Epidemic levels of Rocky Mountain spotted fe­­­ver (RMSF) have persisted in Mexicali, Mexico, since the initial outbreak was first reported in December 2008. We compared clinical and epidemiologic data of cases in Mexicali during 2009–2019 between patients with an IgG titer reactive with Rickettsia rickettsii bacteria by indirect immunofluorescence antibody (IFA) assay and those who demonstrated DNA of R. rickettsii in a whole blood sample when tested by PCR. We identified 4,290 patients with clinical and epidemiologic features compatible with RMSF; of these, 9.74% tested positive by IFA and 8.41% by PCR. Overall, 140 patients died (11-year case-fatality rate 17.97%). Substantial differences in the frequency of commonly recognized clinical characteristics of RMSF were identified between PCR-positive and IFA-positive cases. The Mexicali epidemic is unique in its size and urban centralization. Cases confirmed by PCR most accurately reflect the clinical profile of RMSF.

Introduction

Rocky Mountain spotted fever (RMSF), a severe and potentially deadly tickborne disease caused by Rickettsia rickettsii bacteria, occurs throughout the Americas. The classic epidemiology of RMSF is characterized by isolated and sporadic cases of disease that occur predominantly in rural or suburban settings[1]. Occasionally, regional endemic foci of infection are described, which can persist for years, or sometimes decades[2]. During the early 2000s, investigators identified multiple outbreaks of RMSF among several small communities in Arizona in the United States and in Sonora, Mexico[3–6]. A feature common to each of these outbreaks has been the presence of large populations of stray and free-ranging dogs heavily infested with ticks. In these settings, canine populations can sustain and perpetuate massive numbers of brown dog ticks (Rhipicephalus sanguineus sensu lato), which serve as efficient vectors of R. rickettsii bacteria.

In December 2008, cases of RMSF were first recognized among residents of a neighborhood in Mexicali, the capital city of Baja California, Mexico[7,8]. During the next few years, cases were identified in adjacent and distant neighborhoods. In contrast to almost all previously described outbreaks of RMSF, this epidemic emerged within a large metropolitan center, continues in the present day, and has affected hundreds of persons throughout the city.
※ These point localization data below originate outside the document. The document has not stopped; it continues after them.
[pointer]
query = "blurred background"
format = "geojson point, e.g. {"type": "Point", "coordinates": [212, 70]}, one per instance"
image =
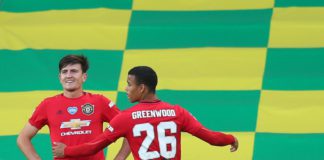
{"type": "Point", "coordinates": [253, 68]}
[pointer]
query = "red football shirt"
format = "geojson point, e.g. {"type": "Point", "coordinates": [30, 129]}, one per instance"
{"type": "Point", "coordinates": [153, 130]}
{"type": "Point", "coordinates": [75, 121]}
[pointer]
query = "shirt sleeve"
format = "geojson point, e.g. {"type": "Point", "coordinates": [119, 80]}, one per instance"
{"type": "Point", "coordinates": [190, 123]}
{"type": "Point", "coordinates": [110, 109]}
{"type": "Point", "coordinates": [111, 134]}
{"type": "Point", "coordinates": [194, 127]}
{"type": "Point", "coordinates": [39, 116]}
{"type": "Point", "coordinates": [88, 148]}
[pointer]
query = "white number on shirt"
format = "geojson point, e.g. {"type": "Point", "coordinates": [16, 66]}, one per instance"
{"type": "Point", "coordinates": [163, 140]}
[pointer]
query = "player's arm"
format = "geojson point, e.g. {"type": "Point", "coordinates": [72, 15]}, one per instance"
{"type": "Point", "coordinates": [108, 114]}
{"type": "Point", "coordinates": [24, 141]}
{"type": "Point", "coordinates": [193, 126]}
{"type": "Point", "coordinates": [103, 140]}
{"type": "Point", "coordinates": [61, 150]}
{"type": "Point", "coordinates": [124, 151]}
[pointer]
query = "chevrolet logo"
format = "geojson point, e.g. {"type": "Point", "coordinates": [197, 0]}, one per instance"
{"type": "Point", "coordinates": [75, 124]}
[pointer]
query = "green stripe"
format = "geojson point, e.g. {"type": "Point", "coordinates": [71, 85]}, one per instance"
{"type": "Point", "coordinates": [269, 146]}
{"type": "Point", "coordinates": [299, 3]}
{"type": "Point", "coordinates": [38, 69]}
{"type": "Point", "coordinates": [241, 28]}
{"type": "Point", "coordinates": [217, 110]}
{"type": "Point", "coordinates": [294, 69]}
{"type": "Point", "coordinates": [9, 149]}
{"type": "Point", "coordinates": [41, 142]}
{"type": "Point", "coordinates": [37, 5]}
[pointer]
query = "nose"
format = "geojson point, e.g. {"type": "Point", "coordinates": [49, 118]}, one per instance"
{"type": "Point", "coordinates": [68, 74]}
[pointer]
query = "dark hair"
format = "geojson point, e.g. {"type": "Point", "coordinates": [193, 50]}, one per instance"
{"type": "Point", "coordinates": [145, 75]}
{"type": "Point", "coordinates": [74, 59]}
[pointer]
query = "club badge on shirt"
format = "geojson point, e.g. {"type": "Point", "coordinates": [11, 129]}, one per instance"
{"type": "Point", "coordinates": [87, 109]}
{"type": "Point", "coordinates": [72, 110]}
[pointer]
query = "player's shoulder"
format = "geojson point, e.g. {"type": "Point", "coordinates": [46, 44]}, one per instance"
{"type": "Point", "coordinates": [169, 105]}
{"type": "Point", "coordinates": [53, 98]}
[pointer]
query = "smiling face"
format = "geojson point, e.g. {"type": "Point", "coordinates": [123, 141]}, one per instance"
{"type": "Point", "coordinates": [72, 77]}
{"type": "Point", "coordinates": [133, 90]}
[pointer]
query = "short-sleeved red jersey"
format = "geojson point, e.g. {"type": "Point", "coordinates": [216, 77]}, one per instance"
{"type": "Point", "coordinates": [153, 130]}
{"type": "Point", "coordinates": [75, 121]}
Cases of RMSF are now also reported beyond the city limits from several small communities in the Mexicali Valley[9,10].

The ongoing epidemic of RMSF in Mexicali resembles past and present outbreaks in Arizona and northern Mexico. Cases of disease occur primarily in impoverished neighborhoods, where the presence of large populations of stray dogs infested with infected brown dog ticks greatly increase the human risk for exposure to the pathogen[10–13]. Efforts to document the scope and magnitude of RMSF in Mexicali have been hampered by limited access to sensitive and specific diagnostic techniques, the relatively nonspecific clinical findings observed during the early stages of illness, and incomplete awareness among many residents and local health care providers of the regional risk and scope of the epidemic[10]. To more accurately characterize the epidemiology of RMSF in Mexicali, we compiled and analyzed data available for all cases with serologic or molecular evidence of infection that were reported to the Secretariat of Health of Baja California (ISESALUD) during 2009–2019.